Saved Sweden with Vodka

Eva EkebladBorn in Sweden in 1724 to a well-to-do family. At the age of 16, she married a count. She’s Swedish nobility, Y’all. She could have just entertained nobility and take care of her seven children but gal had a brain for science.

In the castle kitchen, she experimented with potatoes. Potatoes were introduced to Sweden in 1658 and only available to nobles. She noticed how hearty the crop was and became determined to find more uses so she could bring it to the people.

Her first discovery was creating potato flour. Then she made alcohol out of it – you know potato vodka. Now I can’t say she invented Vodka or even invented potato vodka because that’s a rabbit hole that’s highly debated.

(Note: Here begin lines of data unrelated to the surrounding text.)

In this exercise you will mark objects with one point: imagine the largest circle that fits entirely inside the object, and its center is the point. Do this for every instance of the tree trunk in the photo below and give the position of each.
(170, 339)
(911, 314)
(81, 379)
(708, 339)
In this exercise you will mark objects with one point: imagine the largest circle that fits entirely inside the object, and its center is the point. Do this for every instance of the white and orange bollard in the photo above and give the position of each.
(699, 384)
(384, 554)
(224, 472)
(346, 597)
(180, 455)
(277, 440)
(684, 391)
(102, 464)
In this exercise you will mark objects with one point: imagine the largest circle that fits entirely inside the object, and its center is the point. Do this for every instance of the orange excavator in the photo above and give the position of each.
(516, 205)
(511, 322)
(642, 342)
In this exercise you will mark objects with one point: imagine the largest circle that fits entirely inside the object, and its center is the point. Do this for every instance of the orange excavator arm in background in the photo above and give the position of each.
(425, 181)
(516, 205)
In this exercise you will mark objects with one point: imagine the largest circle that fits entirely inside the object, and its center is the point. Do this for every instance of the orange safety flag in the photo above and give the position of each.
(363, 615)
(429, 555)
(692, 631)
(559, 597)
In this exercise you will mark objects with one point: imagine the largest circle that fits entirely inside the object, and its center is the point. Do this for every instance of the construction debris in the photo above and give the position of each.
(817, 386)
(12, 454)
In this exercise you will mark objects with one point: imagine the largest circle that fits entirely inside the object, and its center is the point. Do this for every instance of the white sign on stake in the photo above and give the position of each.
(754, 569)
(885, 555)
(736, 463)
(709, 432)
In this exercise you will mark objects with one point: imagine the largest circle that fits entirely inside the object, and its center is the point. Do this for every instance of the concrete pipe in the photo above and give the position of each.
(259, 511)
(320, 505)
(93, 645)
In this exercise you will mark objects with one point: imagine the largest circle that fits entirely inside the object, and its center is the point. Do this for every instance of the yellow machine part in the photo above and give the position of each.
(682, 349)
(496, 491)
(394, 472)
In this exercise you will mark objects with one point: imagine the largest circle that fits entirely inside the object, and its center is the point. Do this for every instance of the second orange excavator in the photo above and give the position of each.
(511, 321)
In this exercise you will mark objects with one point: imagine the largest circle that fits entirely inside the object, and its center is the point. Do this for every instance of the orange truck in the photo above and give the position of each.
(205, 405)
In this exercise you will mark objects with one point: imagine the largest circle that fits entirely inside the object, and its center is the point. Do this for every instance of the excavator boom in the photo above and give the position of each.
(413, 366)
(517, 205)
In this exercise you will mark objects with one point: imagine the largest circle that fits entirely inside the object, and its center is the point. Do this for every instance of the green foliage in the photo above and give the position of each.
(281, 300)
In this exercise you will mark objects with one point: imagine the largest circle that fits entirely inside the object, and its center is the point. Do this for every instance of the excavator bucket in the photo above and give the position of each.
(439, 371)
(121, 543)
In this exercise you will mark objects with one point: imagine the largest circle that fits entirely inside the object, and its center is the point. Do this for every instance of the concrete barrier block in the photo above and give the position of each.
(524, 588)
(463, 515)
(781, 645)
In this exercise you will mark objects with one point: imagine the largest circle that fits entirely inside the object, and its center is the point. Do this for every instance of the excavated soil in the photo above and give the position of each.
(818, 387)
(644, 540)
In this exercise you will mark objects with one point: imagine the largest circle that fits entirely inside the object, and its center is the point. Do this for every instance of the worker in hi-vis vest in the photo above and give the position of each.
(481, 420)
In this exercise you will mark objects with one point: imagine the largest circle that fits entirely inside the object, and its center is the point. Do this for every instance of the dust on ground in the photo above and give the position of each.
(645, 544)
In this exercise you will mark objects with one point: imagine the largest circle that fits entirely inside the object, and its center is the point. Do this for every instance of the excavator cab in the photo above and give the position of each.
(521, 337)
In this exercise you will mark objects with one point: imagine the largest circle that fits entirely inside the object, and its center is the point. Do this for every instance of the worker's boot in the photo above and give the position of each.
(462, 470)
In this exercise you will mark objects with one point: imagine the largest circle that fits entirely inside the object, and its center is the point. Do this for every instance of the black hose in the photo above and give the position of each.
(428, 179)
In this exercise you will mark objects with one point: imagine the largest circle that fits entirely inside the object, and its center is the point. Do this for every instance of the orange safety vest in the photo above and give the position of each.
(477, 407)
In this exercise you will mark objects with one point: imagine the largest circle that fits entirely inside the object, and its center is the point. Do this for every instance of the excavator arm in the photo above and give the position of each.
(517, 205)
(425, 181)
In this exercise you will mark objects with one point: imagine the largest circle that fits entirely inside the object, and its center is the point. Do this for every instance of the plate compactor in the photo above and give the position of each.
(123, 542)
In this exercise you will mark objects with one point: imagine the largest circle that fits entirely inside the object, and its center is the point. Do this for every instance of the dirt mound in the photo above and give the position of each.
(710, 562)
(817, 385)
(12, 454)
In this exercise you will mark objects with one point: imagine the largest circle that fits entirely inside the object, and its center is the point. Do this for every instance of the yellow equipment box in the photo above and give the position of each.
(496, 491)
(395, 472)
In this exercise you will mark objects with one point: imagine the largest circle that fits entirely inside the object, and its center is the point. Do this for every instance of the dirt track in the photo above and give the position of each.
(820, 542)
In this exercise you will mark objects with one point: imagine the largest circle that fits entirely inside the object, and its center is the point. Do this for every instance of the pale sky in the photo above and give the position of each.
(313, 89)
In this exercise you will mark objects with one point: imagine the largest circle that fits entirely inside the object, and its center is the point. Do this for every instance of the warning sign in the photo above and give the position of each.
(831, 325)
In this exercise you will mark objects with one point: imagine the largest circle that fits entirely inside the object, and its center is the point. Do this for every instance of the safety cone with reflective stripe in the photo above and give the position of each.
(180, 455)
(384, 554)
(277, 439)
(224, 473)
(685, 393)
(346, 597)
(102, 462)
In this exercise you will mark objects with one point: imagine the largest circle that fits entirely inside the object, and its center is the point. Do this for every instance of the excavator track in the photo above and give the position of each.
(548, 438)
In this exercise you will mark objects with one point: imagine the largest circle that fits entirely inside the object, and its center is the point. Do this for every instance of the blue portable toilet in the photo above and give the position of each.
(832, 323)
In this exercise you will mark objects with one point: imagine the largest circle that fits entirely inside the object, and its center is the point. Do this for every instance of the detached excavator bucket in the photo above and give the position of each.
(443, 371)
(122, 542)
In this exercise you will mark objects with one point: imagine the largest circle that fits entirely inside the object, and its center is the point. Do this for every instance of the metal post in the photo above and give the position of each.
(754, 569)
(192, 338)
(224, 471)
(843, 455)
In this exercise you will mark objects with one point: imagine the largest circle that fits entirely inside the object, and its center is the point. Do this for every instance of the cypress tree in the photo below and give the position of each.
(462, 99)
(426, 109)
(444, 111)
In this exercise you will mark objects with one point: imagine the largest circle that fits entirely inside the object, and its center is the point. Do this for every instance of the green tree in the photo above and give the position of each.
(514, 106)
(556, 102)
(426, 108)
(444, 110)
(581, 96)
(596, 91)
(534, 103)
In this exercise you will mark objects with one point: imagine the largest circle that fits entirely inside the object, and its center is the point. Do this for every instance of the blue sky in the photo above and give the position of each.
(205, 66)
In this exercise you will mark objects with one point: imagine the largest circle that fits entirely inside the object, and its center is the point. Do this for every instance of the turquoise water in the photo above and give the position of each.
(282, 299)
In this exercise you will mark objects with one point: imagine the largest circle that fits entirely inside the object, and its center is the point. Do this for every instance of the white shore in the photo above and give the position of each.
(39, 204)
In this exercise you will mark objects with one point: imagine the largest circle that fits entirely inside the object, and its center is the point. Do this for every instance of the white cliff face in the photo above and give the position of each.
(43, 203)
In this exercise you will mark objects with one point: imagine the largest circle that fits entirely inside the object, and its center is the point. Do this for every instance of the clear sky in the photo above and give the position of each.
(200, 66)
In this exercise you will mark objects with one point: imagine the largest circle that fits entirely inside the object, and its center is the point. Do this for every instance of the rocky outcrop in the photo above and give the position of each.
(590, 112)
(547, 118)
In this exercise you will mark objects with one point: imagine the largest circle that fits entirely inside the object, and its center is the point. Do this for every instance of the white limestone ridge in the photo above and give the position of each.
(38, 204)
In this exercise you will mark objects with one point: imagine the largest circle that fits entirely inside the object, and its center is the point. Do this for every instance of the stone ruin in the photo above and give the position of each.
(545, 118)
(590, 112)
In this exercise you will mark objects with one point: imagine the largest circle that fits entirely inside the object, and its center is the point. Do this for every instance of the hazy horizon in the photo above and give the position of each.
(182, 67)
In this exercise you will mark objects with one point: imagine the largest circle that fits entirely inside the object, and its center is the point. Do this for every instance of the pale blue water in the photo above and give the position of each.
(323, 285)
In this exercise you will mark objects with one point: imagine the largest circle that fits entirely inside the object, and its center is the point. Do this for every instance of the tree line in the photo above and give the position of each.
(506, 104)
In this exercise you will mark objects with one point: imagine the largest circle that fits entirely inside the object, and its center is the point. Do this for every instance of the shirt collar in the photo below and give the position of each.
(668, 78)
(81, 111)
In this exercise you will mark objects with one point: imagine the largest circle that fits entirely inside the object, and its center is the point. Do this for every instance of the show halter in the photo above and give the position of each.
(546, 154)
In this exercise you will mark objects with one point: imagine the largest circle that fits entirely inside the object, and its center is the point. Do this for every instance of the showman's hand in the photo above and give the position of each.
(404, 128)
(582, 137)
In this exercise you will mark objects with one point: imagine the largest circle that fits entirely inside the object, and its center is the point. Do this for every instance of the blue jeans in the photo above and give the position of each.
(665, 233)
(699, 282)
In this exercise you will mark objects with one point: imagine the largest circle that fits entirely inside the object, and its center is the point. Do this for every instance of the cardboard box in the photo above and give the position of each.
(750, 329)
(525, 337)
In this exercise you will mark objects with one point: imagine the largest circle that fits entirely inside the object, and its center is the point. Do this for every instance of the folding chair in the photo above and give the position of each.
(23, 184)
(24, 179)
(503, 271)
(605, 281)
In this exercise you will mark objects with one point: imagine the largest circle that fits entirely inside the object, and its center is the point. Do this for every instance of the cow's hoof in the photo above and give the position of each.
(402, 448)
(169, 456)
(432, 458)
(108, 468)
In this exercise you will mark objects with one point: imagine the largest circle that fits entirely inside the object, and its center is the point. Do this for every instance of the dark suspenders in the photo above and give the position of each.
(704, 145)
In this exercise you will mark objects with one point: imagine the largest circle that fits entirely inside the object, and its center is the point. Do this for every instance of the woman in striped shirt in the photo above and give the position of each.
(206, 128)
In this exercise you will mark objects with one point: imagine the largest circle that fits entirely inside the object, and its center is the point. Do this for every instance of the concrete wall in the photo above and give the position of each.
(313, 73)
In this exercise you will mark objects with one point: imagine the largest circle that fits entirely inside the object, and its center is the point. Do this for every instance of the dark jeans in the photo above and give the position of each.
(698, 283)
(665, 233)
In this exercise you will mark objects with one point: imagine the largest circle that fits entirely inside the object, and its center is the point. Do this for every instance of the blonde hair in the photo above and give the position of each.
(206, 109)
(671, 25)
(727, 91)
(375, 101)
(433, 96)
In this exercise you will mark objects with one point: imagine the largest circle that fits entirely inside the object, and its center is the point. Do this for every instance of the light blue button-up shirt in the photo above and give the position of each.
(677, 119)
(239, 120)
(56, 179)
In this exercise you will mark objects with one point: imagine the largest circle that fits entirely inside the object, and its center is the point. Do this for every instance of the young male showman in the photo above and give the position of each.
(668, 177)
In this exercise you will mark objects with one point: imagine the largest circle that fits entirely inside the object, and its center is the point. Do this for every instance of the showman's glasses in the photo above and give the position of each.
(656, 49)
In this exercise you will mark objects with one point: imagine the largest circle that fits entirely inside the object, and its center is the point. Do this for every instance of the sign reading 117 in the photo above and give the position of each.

Sweden was facing multiple famines and food shortages. Bringing multiple uses of the potatoes to her people greatly improved the country’s diet. Now it did lead to a spike in alcohol consumption across Northern Europe, but hey.

Eva was the first woman elected to the Royal Swedish Academy of Sciences, she’s sometimes called an honorary member because the Academy was open to men only.

So let’s raise a glass (potato vodka or otherwise) to Eva as all these saucy gals of history.